My hubby had some time today and added my foglights I had ordered. :deg:
Love the way they turned out, little nerve wrecking seeing him tear my car apart but he did a great job using one of the how-to's on here.


----------



## brian v (Dec 25, 2011)

And he even Blacked out yer bow tie , looks good ....

,,,..,,,


----------



## NYCruze2012 (Jan 16, 2012)

Lookin good!

Sent from AutoGuide.com App


----------



## Rocky87 (Apr 28, 2013)

That looks good. I normally don't like the yellow fog lights but this has changed my mind


----------



## Chevyderek72 (May 16, 2011)

Looks great! Fogs are on my list, I love the way the look.
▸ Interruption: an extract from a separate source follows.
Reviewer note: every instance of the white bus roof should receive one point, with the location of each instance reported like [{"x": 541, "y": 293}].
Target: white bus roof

Sent from AutoGuide.com App


----------



## HTownCruzer (May 20, 2013)

brian v said:


> And he even Blacked out yer bow tie , looks good ....
> 
> ,,,..,,,


Yup and Thanks! He blacked out the rear Bowtie and the bottom of my rear bumper. He also found some white plastidip and sprayed the chrome on the back.


----------



## HTownCruzer (May 20, 2013)

Rocky87 said:


> That looks good. I normally don't like the yellow fog lights but this has changed my mind


Yeah, I wanted something different because I did not want my fogs to match my headlights. It turned out better than expected.


----------



## airbornedave (Jan 26, 2013)

Fogs are on my list of DIY upgrades. 

Are those yellow bulbs or lenses?


----------



## Mick (Dec 31, 2011)

Not bad, let's see some night shots.

I used to not like yellow fogs in the past but have been thinking about getting some as well.
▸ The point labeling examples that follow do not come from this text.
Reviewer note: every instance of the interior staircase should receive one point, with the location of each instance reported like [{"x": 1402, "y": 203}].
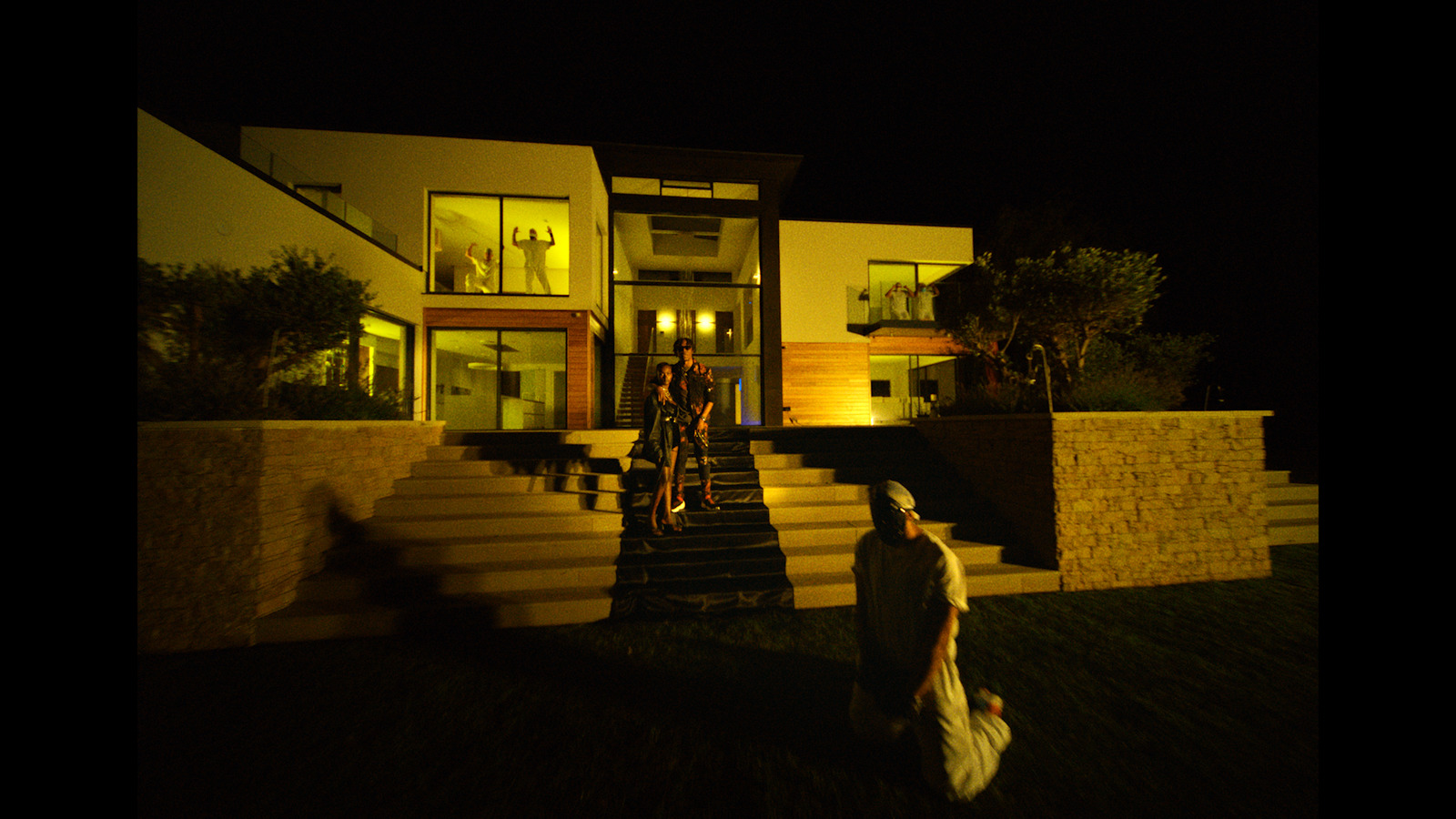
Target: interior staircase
[
  {"x": 630, "y": 401},
  {"x": 1293, "y": 511}
]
Sent from AutoGuide.com Free App


----------



## HTownCruzer (May 20, 2013)

Here are some other things he has done:deg:


----------



## HTownCruzer (May 20, 2013)

airbornedave said:


> Fogs are on my list of DIY upgrades.
> 
> Are those yellow bulbs or lenses?


they are yellow led bulbs


----------



## HTownCruzer (May 20, 2013)

Mick said:


> Not bad, let's see some night shots.
> 
> I used to not like yellow fogs in the past but have been thinking about getting some as well.
> 
> Sent from AutoGuide.com Free App



Here you go :biggrin:


----------



## Rocky87 (Apr 28, 2013)

HTownCruzer said:


> Yeah, I wanted something different because I did not want my fogs to match my headlights. It turned out better than expected.


It came out really good I'm in love


----------



## IROCZILLA (Jun 29, 2012)

Any way you could get the info on what LEDs he used and if he had to add resistors or it was plug and play, I'm through trying to get the right color yellow with HIDs the LEDs look to give the perfect color.


----------



## HTownCruzer (May 20, 2013)

IROCZILLA said:


> Any way you could get the info on what LEDs he used and if he had to add resistors or it was plug and play, I'm through trying to get the right color yellow with HIDs the LEDs look to give the perfect color.


He said it was plug and play, used 68 count led bulb with an h8 base. It's a bit tricky getting them in because they are bigger than the stock bulbs. You have to slowly get them in, as to not damage the LEDs.


----------